Your calculations are correct, provided (as already pointed out) that there was no further pedigree collapse.
If there is no collapse at all, you have 2^n ancestors at generation n, where 2^n is 2 raised to the nth power: 2^1 = 2, 2^2 = 2*2 = 4, 2^3 = 2*2*2 = 8, and so on.
If your grandparents were first cousins, then one pair of their grandparents were identical: the same people. That is, a pair of your great-great-grandparents (four generations back) overlapped.
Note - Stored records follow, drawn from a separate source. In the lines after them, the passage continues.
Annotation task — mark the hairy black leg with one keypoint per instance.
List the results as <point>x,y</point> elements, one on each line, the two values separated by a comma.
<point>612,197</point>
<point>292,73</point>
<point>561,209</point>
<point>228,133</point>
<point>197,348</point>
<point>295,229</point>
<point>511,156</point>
So you had 2^4 - 2 = 16 - 2 = 14 gggparents.
Taking this further, because the whole trees overlapped, you had 2^5 - 2^2 = 32 - 4 = 28 ggggparents, 2^6 - 2^3 = 64 - 8 = 56 gggggparents and so on.
The general formula is that you had
- 2^n ancestors at generation n above you for n <= 3
- 2^n - 2^(n-3) ancestors at generation n above you for n > 3.
You could express 2^n - 2^(n-3) = 8 * (2^(n-3)) - 2^(n-3) more simply as 7 * (2^(n-3)). If you calculate this for n = 4, 5, 6, 7 you get 14, 28, 56, 112, just as you found.
The sequence continues doubling each time: 224, 448, 896, 1792. But as Dennis and Daniel have said, there was almost certainly more collapse as long ago as that, so the true numbers would be lower.